On the other hand, the liberal justices appeared ready to side with the homeless plaintiffs who challenged the city’s laws. They pushed back against the city’s argument that homelessness was not a status protected under the Eighth Amendment.

Given the current composition of the court, it’s likely the conservatives who hold a strong majority of six to three will uphold the local ordinances.

Homelessness As A Public Health Issue

Technically, the Supreme Court is merely evaluating the legality of the local ordinances used against people who camp or sleep in parks and on public streets. But public policy is at least tangentially implicated in the court’s decision, as eviction from one jurisdiction doesn’t make the problem go away. It just means another city or town will have to deal with it.

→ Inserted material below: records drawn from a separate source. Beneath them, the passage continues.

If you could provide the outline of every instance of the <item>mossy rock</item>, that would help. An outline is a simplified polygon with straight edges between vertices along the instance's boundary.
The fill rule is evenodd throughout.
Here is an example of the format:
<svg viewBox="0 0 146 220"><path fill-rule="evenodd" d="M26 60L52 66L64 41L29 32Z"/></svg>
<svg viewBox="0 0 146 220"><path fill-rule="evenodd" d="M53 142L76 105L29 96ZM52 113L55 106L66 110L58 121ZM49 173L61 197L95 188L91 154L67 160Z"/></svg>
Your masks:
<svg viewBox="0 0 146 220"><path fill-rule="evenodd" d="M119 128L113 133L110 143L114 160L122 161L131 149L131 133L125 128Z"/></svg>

The status of homelessness is permanent for many and the issue is worsening. According to an article in this month’s Harvard Magazine, on any given night 1 in 500 Americans sleeps in a public place because they lack a private one. This can be in shelters, empty buildings, parks, sidewalks, stairwells, subway entrances or in their cars or tents by the side of the road. In 2023, the highest ever number of homeless people were recorded: 653,104.

Justice Sonia Sotomayor put the problem in stark relief when she asked what would happen to the homeless if they’re evicted from public spaces: “Where are they supposed to sleep? Where do we put them if every city, every village, every town lacks compassion and passes a law identical to this?”

The reasons for homelessness are manifold. They include poverty and lack of affordable housing, but also mental health and substance use disorder issues. The Substance Abuse and Mental Health Services Administration, an agency of the Department of Health and Human Services, describes the social determinants of homelessness in its report, which states that 21% of individuals experiencing homelessness have a serious mental illness and 16% a substance use disorder.

As an ongoing crisis in the U.S., homelessness has severe public health ramifications. A 2018 study of Boston’s unsheltered population concluded that the mortality rate was 10 times greater than that of the general Massachusetts population. The lead author wrote that lack of stable housing correlates with poor physical and mental health.

According to Medium, there are 15.1 million vacant homes in the U.S., which illustrates the paradoxical situation in which so many uninhabited homes dot the landscape while the number of homeless increases to unprecedented levels. But empty homes are usually private property, which may not be expropriated for use by homeless individuals or anyone else for that matter.

While there is consensus among policymakers on the need for supportive housing coupled with intensive case management, regular psychiatric and medical care and assistance with employment and job skills, there are no easy answers to the problem.

A Department of Veterans Affairs program aimed at homeless veterans illustrates how success is achievable through a concerted effort. The VA was able to reduce homelessness by 45% between the program’s inception in 2009 and 2017.

The fact that VAs are nationwide and have a uniquely integrated health system and continuity of care for patients may have contributed to the program’s ability to “work to promote recovery-oriented care for Veterans who are homeless or at risk for homelessness by developing and disseminating evidence-based policies and best practices.” As such, the VA initiative may not be applicable outside of the system within which it is housed.

Besides the VA, with some exceptions at the local level, there’s been a chronic lack of funding and a corresponding paucity of research aimed at studying the root causes and public health impacts of homelessness. Not having a robust evidence base makes it difficult to develop appropriate policies and interventions that sustainably address the problem.